Bao or steamed buns are famous among Malaysians and are typically had during breakfast or evening tea. They look easy to make yet, in truth, it’s not in every case simple to get the delicate surface right.

All things considered, this formula is truly outstanding and least demanding to assist you with making credible, fleecy pandan-scented buns in your own kitchen.

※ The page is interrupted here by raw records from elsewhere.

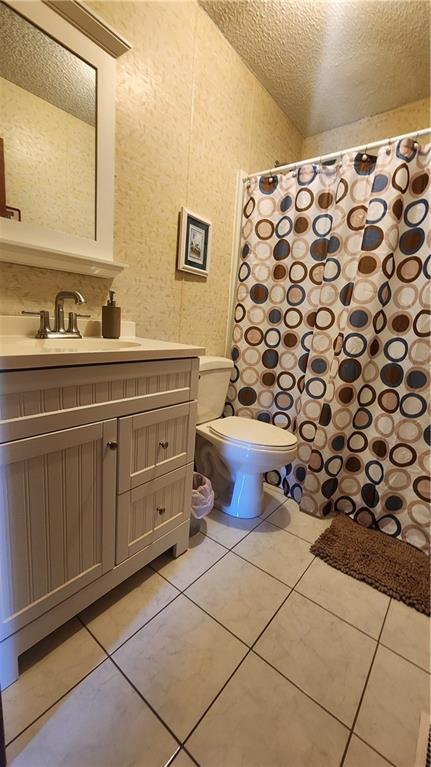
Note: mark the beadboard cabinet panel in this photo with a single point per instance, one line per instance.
(154, 443)
(58, 517)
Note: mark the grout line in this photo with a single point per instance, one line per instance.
(109, 653)
(295, 535)
(262, 569)
(195, 579)
(385, 758)
(138, 692)
(114, 662)
(191, 756)
(172, 757)
(364, 688)
(304, 692)
(57, 700)
(217, 621)
(236, 669)
(282, 604)
(403, 657)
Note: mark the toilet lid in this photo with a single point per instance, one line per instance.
(254, 432)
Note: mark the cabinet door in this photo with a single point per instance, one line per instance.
(151, 510)
(57, 517)
(154, 443)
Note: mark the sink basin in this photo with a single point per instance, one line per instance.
(19, 352)
(19, 345)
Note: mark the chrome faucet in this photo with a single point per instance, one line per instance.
(59, 331)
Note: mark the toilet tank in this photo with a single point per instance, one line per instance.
(214, 375)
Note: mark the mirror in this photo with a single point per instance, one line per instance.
(48, 130)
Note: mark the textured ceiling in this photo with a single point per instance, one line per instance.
(331, 62)
(37, 63)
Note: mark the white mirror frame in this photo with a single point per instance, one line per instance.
(29, 244)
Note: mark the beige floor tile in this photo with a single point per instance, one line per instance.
(397, 692)
(324, 656)
(262, 720)
(239, 595)
(290, 518)
(47, 671)
(408, 632)
(179, 662)
(282, 555)
(347, 597)
(116, 616)
(183, 760)
(101, 723)
(361, 755)
(203, 553)
(229, 530)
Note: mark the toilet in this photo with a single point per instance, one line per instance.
(248, 447)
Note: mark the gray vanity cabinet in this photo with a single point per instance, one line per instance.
(95, 482)
(58, 517)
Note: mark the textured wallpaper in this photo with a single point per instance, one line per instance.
(189, 116)
(384, 125)
(49, 162)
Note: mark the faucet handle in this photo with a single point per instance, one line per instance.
(44, 325)
(30, 314)
(73, 323)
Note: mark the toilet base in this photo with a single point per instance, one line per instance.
(247, 496)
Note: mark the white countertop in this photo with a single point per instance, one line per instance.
(22, 351)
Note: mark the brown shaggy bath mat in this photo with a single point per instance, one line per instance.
(387, 564)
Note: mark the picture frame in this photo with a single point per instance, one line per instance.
(13, 213)
(194, 246)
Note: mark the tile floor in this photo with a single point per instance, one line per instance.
(244, 652)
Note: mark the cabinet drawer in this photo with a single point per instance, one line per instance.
(151, 510)
(154, 443)
(42, 401)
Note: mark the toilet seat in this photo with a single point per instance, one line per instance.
(254, 433)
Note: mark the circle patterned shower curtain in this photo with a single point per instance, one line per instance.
(332, 333)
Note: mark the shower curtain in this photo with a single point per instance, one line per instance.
(331, 338)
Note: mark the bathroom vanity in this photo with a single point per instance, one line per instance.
(96, 452)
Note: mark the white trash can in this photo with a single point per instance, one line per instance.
(202, 501)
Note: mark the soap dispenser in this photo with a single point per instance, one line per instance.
(111, 318)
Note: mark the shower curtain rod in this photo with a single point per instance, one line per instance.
(323, 158)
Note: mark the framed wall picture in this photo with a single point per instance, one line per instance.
(194, 243)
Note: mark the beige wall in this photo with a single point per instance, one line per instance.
(49, 162)
(385, 125)
(189, 116)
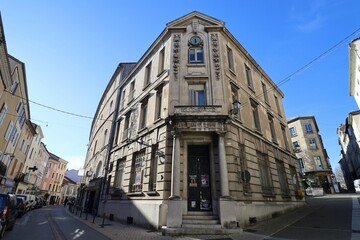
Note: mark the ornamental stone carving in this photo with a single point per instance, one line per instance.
(215, 54)
(176, 54)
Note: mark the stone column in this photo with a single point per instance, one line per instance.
(224, 179)
(175, 168)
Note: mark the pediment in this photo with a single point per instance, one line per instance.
(201, 18)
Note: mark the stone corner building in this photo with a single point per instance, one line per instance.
(194, 128)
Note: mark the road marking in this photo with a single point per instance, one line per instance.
(58, 235)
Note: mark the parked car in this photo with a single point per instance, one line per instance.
(357, 185)
(39, 202)
(30, 201)
(20, 203)
(8, 212)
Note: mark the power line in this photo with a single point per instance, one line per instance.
(283, 81)
(309, 64)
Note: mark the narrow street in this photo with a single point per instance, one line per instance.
(330, 217)
(51, 223)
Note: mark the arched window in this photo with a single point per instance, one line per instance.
(196, 54)
(98, 169)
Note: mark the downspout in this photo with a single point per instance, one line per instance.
(103, 194)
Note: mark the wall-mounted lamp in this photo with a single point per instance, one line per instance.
(236, 107)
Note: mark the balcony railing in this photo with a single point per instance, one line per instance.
(3, 168)
(198, 110)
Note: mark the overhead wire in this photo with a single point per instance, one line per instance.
(283, 81)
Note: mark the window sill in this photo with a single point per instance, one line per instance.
(135, 194)
(153, 193)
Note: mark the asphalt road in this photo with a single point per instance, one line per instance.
(51, 223)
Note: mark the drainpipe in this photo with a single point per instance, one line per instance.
(103, 194)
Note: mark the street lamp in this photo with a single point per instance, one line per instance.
(236, 107)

Stuff them with your most loved kaya (why not have a go at making your own?) or other sweet fillings, for example, red bean or lotus glue.

Fixings

500g low-protein flour or bao flour
9g moment yeast
2 teaspoon twofold activity baking powder
100g fine sugar (or as indicated by inclination)
230ml pandan juice, made by mixing 6 pandan leaves with water in addition to 1 teaspoon white vinegarMix all fixings together and massage into a smooth and versatile batter.
Place the batter in a bowl, cover with a clammy fabric, and put away for 15-20 minutes.
To make the bao, partition the mixture into 50g balls and smooth them with the impact point of your palm.
Utilize a tablespoon or little frozen yogurt scoop to isolate your sweet filling of decision into individual serves.
Place the filling in the smoothed mixture and wrap into a ball, squeezing them shut. This will be the highest point of your bao.
Permit to rest for 40 minutes or until each bao has multiplied in size.
Place the baos in a liner and cook for 15 minutes.
Once the baos are prepared, eliminate from the liner and let cool marginally. They are best eaten warm.